Corn production was reported at a 70 percent sufficiency level last year, according to Paltinca, who assured that the provincial government continues to work hard to address the food security requirements of Negros Oriental and provide its constituents with sufficient, safe and nutritious food.
Disaster preparedness: climate change mitigation and adaptation
Climate change is for real and with the recent disasters, natural or man-made, hitting Negros Oriental over the last few years, local government units are now becoming more actively involved in disaster preparedness and response.
The provincial government of Negros Oriental and the LGUs of its towns and cities have drawn up their respective disaster preparedness plans while allocating budgets for the procurement of rescue equipment, trainings and other crisis management activities.
The Provincial Disaster Risk Reduction and Management Council (PDRRMC) of Negros Oriental recently approved a budget of P80 million as its disaster risk reduction and management fund for 2015, to be taken from the five percent of the province’s executive annual budget of around P1.6 billion in 2015.
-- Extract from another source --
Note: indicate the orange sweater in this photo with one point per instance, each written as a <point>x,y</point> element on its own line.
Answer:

The DRRM fund, formerly known as the five percent calamity fund of a local government unit, covers four areas for allocation – mitigation and prevention, preparedness, response and rehabilitation.Part of the DRRM fund shall be used for climate change and environmental programs such as the construction of infrastructures like roads, foot bridges, and other flood-control projects.
In Dumaguete, Engr. Jose Chiu, head of the city’s Disaster Risk Reduction and Management Council, disclosed that the local government has procured two satellite phones as part of its emergency response and management plan.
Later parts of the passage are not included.